Turkish Companies Most Leveraged in a Decade Compared With Peers

(Bloomberg) -- How indebted are Turkish companies in relation to their peers in emerging markets? The answer is “very,” according to a key leverage ratio.

The spread between the total debt-to-shareholder equity of companies trading on the MSCI Emerging Markets Index and those on Turkey’s benchmark Borsa Istanbul 100 Index hit the highest level since 2007, Bloomberg calculations show, based on third-quarter financial reports.

Turkish Companies Most Leveraged in a Decade Compared With Peers

The lira’s 29 percent plunge against the U.S. dollar, and commercial loan rates reaching 36 percent in September, were the main reasons for the deteriorating leverage ratios.

“It’s a serious risk, especially for the banking sector; which makes investors uneasy over non-performing loan ratios,” Burak Isyar, head of equity research at ICBC Turkey Yatirim in Istanbul, said.

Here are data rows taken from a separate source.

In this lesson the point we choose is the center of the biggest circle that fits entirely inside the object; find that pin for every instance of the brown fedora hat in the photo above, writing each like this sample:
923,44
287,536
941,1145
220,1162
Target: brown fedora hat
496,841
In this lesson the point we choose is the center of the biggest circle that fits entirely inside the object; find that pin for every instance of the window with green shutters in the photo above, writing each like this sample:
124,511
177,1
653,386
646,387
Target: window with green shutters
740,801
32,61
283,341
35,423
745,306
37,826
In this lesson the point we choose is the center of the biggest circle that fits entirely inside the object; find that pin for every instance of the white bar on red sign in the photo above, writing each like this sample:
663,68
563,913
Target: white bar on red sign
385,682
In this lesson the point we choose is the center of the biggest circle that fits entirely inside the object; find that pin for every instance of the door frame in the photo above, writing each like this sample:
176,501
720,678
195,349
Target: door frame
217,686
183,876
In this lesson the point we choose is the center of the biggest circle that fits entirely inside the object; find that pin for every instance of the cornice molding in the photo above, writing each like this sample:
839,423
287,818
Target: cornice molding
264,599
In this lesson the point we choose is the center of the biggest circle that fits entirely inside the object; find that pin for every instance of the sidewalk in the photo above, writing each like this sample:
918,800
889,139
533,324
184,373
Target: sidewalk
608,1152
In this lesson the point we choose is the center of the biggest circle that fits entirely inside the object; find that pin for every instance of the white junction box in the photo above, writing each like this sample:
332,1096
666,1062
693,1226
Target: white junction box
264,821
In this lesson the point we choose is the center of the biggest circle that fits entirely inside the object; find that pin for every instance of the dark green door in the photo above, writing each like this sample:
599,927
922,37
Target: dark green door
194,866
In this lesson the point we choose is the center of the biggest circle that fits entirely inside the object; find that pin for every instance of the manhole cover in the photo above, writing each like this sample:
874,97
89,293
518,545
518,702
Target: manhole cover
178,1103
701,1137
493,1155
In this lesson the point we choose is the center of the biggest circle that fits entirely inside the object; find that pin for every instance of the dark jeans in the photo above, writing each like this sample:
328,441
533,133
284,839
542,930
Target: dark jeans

Turkish banks’ non-performing loan ratio was at 3.22 percent in September, according to official data from the banking regulator, though analysts expect it to more than double in the coming year.

To contact the reporters on this story: Fercan Yalinkilic in Istanbul at fyalinkilic@bloomberg.net;Tugce Ozsoy in Istanbul at tozsoy1@bloomberg.net

To contact the editors responsible for this story: Blaise Robinson at brobinson58@bloomberg.net, ;Mark Evans at mevans8@bloomberg.net, Jon Menon, John Viljoen

©2018 Bloomberg L.P.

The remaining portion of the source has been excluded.